Lei­der hat man auch bei ABRA­HAM LIN­COLN: VA­MIR­JÄ­GER nicht dar­auf ver­zich­tet, an­grei­fen­de Vam­pi­re mit un­ori­gi­nel­len Frat­zen aus­zu­stat­ten. Die­se ver­zerr­ten Frat­zen wir­ken nicht be­droh­li­cher, da­für ein­falls­los und alt­her­ge­bracht. Doch man muss auch Ab­stri­che hin­neh­men, bei ei­nem Film über den be­deu­tend­sten ame­ri­ka­ni­schen Prä­si­den­ten, der Vam­pi­re jagt. Denn wann im­mer man sich die­se Prä­mis­se durch den Kopf ge­hen lässt, dann hört sich das nach ei­ner sehr ab­sur­den Idee an. Hät­te auch schlimm en­den kön­nen. Aber es ging auf, er­staun­lich gut so­gar. Das Gan­ze macht dann doch so viel Spaß, dass man die Über­spit­zun­gen im Show­down ohne Wei­te­res hin­neh­men kann. Es gab in den letz­ten Jah­ren weit schlim­me­re Ver­feh­lun­gen im Ac­tion-Kino, wozu eben auch Bek­mam­be­tovs WAN­TED zählt. Der VAM­PIR­JÄ­GER ist kein Gren­zen spren­gen­der Wurf, aber we­nig­stens ver­lässt er im­mer wie­der ein­mal die üb­li­chen Seh­ge­wohn­hei­ten, ist er­fri­schend kurz­wei­lig und für das Main­stream-Kino die per­fek­te Un­ter­hal­tung.
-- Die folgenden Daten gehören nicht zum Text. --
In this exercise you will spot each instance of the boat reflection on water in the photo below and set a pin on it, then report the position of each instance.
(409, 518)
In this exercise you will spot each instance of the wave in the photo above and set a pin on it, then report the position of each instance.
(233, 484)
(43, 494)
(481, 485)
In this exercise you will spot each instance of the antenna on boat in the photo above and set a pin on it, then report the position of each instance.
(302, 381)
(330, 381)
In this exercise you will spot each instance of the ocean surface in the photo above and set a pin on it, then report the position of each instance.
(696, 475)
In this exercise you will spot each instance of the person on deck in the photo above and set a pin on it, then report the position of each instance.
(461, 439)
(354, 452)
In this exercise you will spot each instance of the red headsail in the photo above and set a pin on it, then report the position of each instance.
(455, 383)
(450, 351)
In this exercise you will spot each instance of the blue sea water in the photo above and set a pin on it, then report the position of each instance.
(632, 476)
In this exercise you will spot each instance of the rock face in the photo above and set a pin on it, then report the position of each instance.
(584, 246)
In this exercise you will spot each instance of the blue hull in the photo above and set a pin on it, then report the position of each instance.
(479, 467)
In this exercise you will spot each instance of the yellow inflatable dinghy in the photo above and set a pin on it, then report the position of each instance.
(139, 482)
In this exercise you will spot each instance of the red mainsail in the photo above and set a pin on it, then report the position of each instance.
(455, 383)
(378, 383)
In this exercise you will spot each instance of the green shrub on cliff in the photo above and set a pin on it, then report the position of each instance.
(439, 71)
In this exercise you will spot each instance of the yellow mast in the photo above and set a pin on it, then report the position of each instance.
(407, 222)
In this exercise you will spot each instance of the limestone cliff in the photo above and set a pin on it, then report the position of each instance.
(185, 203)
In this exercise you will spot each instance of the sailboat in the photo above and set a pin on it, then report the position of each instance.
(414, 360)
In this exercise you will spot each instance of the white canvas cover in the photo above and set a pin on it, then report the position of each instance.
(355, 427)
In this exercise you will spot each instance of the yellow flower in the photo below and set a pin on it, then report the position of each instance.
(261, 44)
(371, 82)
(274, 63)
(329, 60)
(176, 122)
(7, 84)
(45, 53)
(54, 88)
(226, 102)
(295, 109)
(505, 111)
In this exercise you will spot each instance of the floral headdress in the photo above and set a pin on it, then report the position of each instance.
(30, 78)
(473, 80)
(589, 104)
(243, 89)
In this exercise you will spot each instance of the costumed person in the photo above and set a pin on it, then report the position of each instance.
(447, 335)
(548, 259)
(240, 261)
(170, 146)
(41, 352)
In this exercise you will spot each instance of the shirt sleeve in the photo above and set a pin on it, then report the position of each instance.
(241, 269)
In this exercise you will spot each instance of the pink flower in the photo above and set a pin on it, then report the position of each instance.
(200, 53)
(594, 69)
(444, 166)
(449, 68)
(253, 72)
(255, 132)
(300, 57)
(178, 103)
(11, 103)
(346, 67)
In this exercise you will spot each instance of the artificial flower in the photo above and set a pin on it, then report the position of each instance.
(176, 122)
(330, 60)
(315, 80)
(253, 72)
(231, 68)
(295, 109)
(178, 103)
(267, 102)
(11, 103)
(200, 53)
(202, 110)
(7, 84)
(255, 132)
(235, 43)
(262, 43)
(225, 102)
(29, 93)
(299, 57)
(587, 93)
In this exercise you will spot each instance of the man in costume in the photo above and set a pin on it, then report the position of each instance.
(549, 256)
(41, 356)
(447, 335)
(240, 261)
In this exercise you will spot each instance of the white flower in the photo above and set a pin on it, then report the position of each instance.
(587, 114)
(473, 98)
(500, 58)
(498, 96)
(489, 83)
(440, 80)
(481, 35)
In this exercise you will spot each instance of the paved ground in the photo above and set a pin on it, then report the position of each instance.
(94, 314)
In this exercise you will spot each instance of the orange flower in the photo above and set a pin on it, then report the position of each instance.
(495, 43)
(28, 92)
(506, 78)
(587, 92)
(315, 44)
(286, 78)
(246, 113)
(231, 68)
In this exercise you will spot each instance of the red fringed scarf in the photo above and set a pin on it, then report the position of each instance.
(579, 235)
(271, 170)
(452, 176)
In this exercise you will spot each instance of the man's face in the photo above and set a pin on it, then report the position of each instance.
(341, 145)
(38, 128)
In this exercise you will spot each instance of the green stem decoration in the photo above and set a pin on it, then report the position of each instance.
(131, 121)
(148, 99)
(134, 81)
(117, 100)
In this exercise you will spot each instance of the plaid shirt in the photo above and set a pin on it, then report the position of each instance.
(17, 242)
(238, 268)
ABRA­HAM LIN­COLN: VAM­PIR­JÄ­GER
Dar­stel­ler: Ben­ja­min Wal­ker, Do­mi­nic Co­oper, An­tho­ny Mackie, Mary Eliza­beth Win­s­te­ad, Ru­fus Se­well, Mar­ton Cs­o­kas, Jim­mi Simpson, Jo­seph Maw­le, Ro­bin McLea­vy u.a.
Re­gie: Ti­mur Bek­mam­be­tov
Dreh­buch: Seth Gra­ha­me-Smith, nach sei­nem Ro­man
Ka­me­ra: Ca­l­eb De­scha­nel
Bild­schnitt: Wil­liam Hoy
Mu­sik: Hen­ry Jack­man
Pro­duk­ti­ons­de­sign: Fran­cois Au­douy
zir­ka 105 Mi­nu­ten
USA 2012
Pro­mo­fo­tos Co­py­right Twen­tieth Cen­tu­ry Fox of Ger­ma­ny

AutorIn: Bandit

5 Kommentare for “ABRAHAM LINCOLN – historischer Action-Held”

sagt:

Es gibt ja auch schon »Abra­ham Lin­coln vs. Zom­bies«, also ganz neu ist die Idee nicht.
Da gab es ja so­gar eine lo­gi­sche Er­klä­rung für sei­nen ge­walt­sa­men Tod.
Mal se­hen ob er mit den Vam­pi­ren ge­nau­so gut klar kommt. :)

Stefan Holzhauer

sagt:

Das ist aber nur ein Mock­bu­ster zum Vam­pir­jä­ger, also der Ver­such, mit der the­ma­ti­schen Nähe zum Vor­bild Koh­le ab­zu­sei­hen.

sagt:

Soll­te ein Mock­bu­ster nciht nach dem Ori­gi­nal raus­kom­men?
Oder ha­ben sie sich schon von der Idee in­spi­rie­ren las­sen und wa­ren ein­fach schnel­ler fer­tig?
Aber das soll uns egal sein, so­lan­ge uns die Fil­me gut un­ter­hal­ten, nicht wahr. :)

Bandit

sagt:

-
Tom, das ist ganz ein­fach. In die­sem Fall ist es die Fir­ma Asyl­um, die sol­che Fil­me pro­du­ziert. Man be­hält die Bü­cher-Best­sel­ler­li­sten im Auge, und in ein­schlä­gi­gen Bran­chen­blät­tern kann man je­der­zeit er­fah­ren wel­ches Stu­dio wel­che Rech­te er­wor­ben hat. Die Ver­fil­mung von VAM­PIR­JÄ­GER wur­de be­reits Mai 2010 be­kannt­ge­ge­ben. Mehr als ge­nug Zeit für eine Bi­lig­pro­duk­ti­on, zur glei­chen Zeit ei­nen zum ver­wech­seln ähn­li­chen Film auf den Markt zu brin­gen.
Der Knül­ler ist dann noch, wenn Dreh­bü­cher im In­ter­net kur­sie­ren. Da kann man sich dann noch kräf­tig be­die­nen. Na­tür­lich so, dass kei­ne Pla­gi­ats­vor­wür­fe er­ho­ben wer­den. In Fo­ren gibt es, für mich al­ler­dings un­be­stä­tig­te Aus­sa­gen, das dies hier zwi­schen ZOM­BIES und VAM­PIR­JÄ­GER auch pas­siert sein könn­te. Ei­ni­ge Sze­nen sol­len sich sehr äh­neln.